Friday, November 24, 2006

SQL Server 2005 XML Methods, Part One, Basic Retrieval

As mentioned in one of the previous posts XML became a native data type with SQL Server 2005. Opinions on its usefulness in a relational database are divided – "fragmented", even. ;) The purpose of this series of posts is to shed some light on how the XML data type could be utilized efficiently, and what are the caveats that should be avoided. In this first part specifically, we'll take a look at the built-in data retrieval methods concerning the XML data type.

So, you've decided on using the XML data type in your SQL Server database. Now your main concern is how to access parts of that XML in your queries. There are three data retrieval XML methods available in SQL Server 2005:

  • query() – returns the results of an XML Query (the entire result of the XML Query in one row). The result is untyped XML;
  • nodes() – returns a rowset of nodes returned by an XML Query (one row for each node matched by the XML Query expression). The result is a rowset of untyped XML values;
  • value() – returns the result of an XML Query as a value in the specified data type (the XML Query statement and the name of the data type for the result are passed as parameters). The result of the XML Query used in this function must be a singleton, otherwise an error is raised. The final result is value in the data type specified at the function's invocation.

Which one to use and when?

If values are needed rather than XML nodes then the value function should be used to access the data (obvious, isn't it?). When designing queries it is vital to take into account that the XQuery results evaluate to singletons before the value function can be applied.

Yes, an example might be of help here:

Let's start with the following XML:

declare @xml xml

set @xml = N'<?xml version="1.0" encoding="utf-8"?>
<attributeCollection>
 <attribute>
  <name>firstName</name>
  <value>Catherine</value>
 </attribute>
 <attribute>
  <name>middleName</name>
  <value>R.</value>
 </attribute>
 <attribute>
  <name>lastName</name>
  <value>Abel</value>
 </attribute>
</attributeCollection>'

Executing either of these two queries:

  • Query #1
    select @xml.query(
                   '//attribute'
                   ).value(
                           'value'
                           ,'varchar(max)'
                           ) as AttributeValue
    ...or:
  • Query #2
    select Attributes.Attribute.value(
                    'value'
                    ,'varchar(max)'
                    ) as AttributeValue
     from @xml.nodes(
            '//attribute'
            ) Attributes (Attribute)

...leads to the following exception:

Msg 2389, Level 16, State 1, Line #
XQuery [value()]: 'value()' requires a singleton (or empty sequence),
found operand of type 'xdt:untypedAtomic *'

The road to a valid XML singleton lies within the XPath expression – it must evaluate to a single XML node.

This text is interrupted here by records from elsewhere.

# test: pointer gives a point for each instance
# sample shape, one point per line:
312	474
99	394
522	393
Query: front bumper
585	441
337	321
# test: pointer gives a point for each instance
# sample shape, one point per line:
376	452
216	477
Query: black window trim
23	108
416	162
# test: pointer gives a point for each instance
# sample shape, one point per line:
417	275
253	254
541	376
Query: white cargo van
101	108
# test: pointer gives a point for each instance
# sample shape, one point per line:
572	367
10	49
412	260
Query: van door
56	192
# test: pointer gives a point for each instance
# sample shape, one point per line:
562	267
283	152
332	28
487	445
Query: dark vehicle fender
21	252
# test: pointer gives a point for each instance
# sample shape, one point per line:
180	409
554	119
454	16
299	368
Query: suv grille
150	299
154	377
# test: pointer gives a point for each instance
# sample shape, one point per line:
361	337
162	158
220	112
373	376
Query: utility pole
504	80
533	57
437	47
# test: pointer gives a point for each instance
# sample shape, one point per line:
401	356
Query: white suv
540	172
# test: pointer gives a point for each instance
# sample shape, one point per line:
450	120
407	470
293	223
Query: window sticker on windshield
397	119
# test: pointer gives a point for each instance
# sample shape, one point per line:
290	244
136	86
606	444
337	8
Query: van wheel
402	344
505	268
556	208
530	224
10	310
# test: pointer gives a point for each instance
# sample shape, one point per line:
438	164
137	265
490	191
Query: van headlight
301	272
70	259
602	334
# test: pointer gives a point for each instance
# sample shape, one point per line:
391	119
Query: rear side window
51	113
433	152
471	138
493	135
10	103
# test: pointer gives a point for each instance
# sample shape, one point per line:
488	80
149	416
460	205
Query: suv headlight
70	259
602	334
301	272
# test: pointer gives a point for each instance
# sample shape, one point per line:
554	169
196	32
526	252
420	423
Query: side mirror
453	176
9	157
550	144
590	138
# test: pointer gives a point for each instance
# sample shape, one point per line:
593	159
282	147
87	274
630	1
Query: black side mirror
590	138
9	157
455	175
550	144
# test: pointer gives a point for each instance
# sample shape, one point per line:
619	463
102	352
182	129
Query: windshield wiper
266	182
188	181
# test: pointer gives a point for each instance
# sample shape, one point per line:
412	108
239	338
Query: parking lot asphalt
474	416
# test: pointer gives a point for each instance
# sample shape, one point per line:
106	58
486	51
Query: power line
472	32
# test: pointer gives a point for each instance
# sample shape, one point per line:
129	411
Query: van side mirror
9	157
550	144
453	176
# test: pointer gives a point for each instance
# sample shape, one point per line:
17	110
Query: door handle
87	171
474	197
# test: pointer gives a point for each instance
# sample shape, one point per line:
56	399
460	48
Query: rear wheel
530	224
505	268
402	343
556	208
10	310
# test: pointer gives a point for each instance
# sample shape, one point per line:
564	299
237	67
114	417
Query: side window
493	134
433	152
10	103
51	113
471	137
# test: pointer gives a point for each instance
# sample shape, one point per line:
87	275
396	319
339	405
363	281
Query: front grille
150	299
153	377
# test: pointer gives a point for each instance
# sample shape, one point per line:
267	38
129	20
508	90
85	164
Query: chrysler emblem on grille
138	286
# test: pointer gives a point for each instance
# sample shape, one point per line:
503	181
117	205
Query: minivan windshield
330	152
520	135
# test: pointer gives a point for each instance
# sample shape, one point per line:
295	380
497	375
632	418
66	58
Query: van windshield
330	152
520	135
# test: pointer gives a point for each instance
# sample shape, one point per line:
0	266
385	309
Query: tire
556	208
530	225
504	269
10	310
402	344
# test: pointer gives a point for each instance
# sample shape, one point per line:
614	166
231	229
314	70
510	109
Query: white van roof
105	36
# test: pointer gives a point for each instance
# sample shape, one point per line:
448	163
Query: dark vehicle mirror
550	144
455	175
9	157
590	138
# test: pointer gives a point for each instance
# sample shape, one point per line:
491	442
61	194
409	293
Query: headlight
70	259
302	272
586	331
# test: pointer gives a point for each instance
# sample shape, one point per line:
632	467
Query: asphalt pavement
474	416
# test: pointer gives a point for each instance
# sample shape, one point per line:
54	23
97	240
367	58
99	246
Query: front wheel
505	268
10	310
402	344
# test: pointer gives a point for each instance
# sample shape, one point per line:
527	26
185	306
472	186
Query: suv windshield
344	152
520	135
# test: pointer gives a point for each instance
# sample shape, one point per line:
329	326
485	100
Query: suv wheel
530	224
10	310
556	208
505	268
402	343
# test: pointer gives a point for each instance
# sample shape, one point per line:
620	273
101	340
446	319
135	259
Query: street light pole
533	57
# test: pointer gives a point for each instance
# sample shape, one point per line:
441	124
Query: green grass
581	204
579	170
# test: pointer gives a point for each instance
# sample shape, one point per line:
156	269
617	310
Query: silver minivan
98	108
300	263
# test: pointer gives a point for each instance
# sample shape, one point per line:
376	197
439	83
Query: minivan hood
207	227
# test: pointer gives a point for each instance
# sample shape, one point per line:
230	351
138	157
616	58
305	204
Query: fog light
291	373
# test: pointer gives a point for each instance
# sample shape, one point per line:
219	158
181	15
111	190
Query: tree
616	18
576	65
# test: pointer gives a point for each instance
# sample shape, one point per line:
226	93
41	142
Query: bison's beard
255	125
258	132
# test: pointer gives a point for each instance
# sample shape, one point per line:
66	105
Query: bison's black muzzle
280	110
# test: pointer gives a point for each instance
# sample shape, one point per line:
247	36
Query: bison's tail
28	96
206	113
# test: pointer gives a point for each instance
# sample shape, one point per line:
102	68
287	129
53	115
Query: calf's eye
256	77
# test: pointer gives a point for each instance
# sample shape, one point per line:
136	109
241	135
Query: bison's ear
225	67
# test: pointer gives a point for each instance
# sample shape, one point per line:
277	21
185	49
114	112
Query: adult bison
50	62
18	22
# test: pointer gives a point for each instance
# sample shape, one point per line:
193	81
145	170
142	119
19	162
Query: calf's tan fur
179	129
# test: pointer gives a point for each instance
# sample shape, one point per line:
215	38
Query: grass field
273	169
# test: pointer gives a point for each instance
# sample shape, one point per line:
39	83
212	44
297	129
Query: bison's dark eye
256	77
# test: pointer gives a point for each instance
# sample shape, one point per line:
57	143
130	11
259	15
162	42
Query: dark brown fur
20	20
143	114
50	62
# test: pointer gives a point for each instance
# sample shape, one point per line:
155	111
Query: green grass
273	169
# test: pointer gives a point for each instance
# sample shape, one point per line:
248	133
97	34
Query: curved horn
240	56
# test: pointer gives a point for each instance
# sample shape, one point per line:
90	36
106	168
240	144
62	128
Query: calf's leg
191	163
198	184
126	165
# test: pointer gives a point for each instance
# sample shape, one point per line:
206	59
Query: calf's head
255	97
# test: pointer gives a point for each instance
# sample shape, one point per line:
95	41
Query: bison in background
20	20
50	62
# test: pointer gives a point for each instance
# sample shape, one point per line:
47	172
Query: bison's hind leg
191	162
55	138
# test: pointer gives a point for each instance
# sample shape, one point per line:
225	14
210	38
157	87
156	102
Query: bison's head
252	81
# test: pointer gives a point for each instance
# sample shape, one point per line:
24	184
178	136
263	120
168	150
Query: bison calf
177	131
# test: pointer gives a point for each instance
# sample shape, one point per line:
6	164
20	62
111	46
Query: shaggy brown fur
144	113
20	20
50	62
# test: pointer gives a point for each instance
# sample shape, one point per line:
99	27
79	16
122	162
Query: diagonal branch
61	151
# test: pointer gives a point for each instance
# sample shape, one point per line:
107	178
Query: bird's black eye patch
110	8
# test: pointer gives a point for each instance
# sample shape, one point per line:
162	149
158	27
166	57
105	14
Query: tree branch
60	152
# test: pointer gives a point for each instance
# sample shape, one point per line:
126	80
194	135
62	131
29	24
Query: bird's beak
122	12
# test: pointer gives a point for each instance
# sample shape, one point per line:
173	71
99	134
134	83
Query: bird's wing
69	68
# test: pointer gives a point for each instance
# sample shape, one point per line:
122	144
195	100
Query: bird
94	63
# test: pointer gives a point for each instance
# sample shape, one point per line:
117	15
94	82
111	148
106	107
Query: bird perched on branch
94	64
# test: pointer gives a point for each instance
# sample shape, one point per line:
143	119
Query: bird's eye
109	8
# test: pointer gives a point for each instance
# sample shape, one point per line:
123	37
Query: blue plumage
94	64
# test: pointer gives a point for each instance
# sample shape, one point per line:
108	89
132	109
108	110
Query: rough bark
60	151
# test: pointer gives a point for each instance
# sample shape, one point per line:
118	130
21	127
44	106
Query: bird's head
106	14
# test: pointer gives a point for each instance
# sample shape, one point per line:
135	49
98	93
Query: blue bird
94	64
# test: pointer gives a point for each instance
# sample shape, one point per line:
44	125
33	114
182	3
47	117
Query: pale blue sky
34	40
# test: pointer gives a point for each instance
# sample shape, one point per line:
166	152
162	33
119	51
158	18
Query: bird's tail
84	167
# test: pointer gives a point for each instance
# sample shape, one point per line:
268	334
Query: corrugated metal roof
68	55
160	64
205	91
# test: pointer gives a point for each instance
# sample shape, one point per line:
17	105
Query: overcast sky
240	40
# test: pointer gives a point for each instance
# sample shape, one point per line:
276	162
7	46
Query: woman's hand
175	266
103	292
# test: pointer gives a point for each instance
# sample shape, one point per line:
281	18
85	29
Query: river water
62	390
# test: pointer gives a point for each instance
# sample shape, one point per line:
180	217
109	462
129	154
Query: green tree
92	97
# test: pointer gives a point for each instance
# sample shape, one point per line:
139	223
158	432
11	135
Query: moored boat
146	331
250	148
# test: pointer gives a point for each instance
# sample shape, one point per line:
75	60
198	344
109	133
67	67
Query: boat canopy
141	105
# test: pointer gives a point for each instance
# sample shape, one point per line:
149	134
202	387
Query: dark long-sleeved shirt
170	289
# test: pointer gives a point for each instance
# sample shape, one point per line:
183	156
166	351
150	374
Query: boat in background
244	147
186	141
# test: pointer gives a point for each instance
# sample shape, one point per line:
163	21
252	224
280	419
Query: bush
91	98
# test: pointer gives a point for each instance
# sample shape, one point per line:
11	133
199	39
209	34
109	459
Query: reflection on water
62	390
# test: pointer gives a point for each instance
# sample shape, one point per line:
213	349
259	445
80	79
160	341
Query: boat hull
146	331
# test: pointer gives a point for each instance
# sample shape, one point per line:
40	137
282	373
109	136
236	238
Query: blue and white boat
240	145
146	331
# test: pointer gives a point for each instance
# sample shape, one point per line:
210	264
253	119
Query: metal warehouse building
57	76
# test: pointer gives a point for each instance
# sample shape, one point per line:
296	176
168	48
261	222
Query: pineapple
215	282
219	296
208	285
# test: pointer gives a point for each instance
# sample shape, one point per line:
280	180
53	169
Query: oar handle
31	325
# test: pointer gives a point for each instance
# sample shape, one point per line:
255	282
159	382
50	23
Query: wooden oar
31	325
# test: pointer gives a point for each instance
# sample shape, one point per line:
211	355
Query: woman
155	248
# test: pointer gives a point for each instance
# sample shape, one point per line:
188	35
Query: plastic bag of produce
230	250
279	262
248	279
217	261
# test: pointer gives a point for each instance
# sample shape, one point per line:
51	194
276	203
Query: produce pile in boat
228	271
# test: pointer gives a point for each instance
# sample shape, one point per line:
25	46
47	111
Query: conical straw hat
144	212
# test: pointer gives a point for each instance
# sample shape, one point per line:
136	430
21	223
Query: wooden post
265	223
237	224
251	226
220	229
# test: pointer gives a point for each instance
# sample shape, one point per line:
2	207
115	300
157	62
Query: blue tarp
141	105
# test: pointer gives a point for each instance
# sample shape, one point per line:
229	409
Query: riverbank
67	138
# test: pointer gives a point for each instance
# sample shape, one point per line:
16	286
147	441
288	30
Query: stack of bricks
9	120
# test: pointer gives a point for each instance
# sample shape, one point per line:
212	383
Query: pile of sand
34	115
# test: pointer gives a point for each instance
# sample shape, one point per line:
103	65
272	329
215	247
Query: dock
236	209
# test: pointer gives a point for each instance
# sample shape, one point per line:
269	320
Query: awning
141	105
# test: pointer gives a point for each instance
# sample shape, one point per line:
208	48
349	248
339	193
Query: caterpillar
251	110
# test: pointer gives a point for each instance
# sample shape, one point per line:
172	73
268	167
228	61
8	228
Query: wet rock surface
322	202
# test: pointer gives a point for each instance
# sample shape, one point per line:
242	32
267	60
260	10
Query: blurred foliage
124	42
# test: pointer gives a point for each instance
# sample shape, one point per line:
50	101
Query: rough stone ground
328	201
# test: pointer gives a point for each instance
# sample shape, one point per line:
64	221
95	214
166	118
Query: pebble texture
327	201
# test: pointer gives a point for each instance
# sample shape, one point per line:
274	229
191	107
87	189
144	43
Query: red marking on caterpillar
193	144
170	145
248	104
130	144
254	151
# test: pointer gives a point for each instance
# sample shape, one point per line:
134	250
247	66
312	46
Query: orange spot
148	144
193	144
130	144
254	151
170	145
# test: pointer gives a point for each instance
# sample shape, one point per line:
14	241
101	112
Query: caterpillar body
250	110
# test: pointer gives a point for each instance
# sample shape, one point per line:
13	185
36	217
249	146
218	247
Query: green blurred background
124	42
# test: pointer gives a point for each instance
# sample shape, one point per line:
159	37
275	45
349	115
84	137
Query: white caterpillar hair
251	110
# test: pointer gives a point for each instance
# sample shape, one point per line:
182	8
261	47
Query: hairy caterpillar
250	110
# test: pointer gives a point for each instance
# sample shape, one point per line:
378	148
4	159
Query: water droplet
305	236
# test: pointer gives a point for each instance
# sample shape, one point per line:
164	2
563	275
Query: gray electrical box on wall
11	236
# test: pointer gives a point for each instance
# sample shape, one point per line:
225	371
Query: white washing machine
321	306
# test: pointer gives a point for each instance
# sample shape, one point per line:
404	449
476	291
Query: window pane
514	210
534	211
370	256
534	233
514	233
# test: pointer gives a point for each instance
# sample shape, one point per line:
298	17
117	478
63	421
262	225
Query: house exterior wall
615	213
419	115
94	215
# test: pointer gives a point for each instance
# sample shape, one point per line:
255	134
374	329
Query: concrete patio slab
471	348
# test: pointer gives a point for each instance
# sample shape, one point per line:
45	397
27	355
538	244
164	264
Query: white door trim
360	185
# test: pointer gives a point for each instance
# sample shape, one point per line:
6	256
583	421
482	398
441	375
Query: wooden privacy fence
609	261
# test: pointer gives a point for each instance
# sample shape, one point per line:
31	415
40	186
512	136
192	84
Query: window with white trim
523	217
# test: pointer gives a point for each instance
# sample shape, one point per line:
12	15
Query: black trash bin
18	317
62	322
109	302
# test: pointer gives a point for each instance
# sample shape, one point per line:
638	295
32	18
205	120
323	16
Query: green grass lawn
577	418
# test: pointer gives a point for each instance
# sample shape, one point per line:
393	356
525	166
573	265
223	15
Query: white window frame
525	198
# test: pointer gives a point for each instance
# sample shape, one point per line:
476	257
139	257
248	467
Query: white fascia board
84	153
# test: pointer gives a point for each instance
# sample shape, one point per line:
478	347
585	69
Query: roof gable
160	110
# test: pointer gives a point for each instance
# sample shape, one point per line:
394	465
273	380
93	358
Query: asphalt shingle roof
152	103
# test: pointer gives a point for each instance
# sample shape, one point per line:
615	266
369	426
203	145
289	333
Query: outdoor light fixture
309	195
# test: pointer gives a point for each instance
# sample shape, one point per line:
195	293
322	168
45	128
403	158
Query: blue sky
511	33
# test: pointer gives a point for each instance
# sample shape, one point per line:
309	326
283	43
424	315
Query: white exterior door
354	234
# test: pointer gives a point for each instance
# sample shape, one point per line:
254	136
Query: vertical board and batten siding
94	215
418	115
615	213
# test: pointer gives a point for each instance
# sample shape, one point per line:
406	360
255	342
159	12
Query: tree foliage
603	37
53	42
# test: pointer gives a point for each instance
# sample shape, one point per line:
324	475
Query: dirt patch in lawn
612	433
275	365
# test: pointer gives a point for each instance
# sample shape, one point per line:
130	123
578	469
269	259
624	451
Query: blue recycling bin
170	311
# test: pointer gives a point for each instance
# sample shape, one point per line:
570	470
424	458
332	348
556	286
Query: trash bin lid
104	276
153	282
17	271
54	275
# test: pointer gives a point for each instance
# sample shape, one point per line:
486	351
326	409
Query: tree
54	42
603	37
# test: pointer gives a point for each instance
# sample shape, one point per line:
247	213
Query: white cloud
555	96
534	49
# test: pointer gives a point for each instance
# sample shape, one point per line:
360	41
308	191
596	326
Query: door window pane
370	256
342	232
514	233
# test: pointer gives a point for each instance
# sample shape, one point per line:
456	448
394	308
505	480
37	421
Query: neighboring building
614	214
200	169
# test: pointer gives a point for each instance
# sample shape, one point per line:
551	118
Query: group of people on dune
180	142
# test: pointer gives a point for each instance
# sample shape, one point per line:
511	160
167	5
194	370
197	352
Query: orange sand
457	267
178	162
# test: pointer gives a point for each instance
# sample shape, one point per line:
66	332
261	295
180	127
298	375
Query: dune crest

If we correct the XPath expression in both queries, the exception won't occur:

  • Query #3
    select @xml.query(
                    '//attribute/value'
                    ).value(
                            '.'
                            ,'varchar(max)'
                            ) as AttributeValue
    ...and:
  • Query #4
    select Attributes.Attribute.value(
                    '.'
                    ,'varchar(max)'
                    ) as AttributeValue
     from @xml.nodes(
                '//attribute/value'
                ) Attributes (Attribute)

This brings us to the first consideration regarding the choice of XML data retrieval methods. The principal question we need to answer is purely conceptual and deals with the business purpose of a particular XML: what relationships exist inside the particular XML? And don't say none. ;) The goal of queries against the XML should be clear – clarify it by deciding whether the relationships inside the XML are of value to the relational model.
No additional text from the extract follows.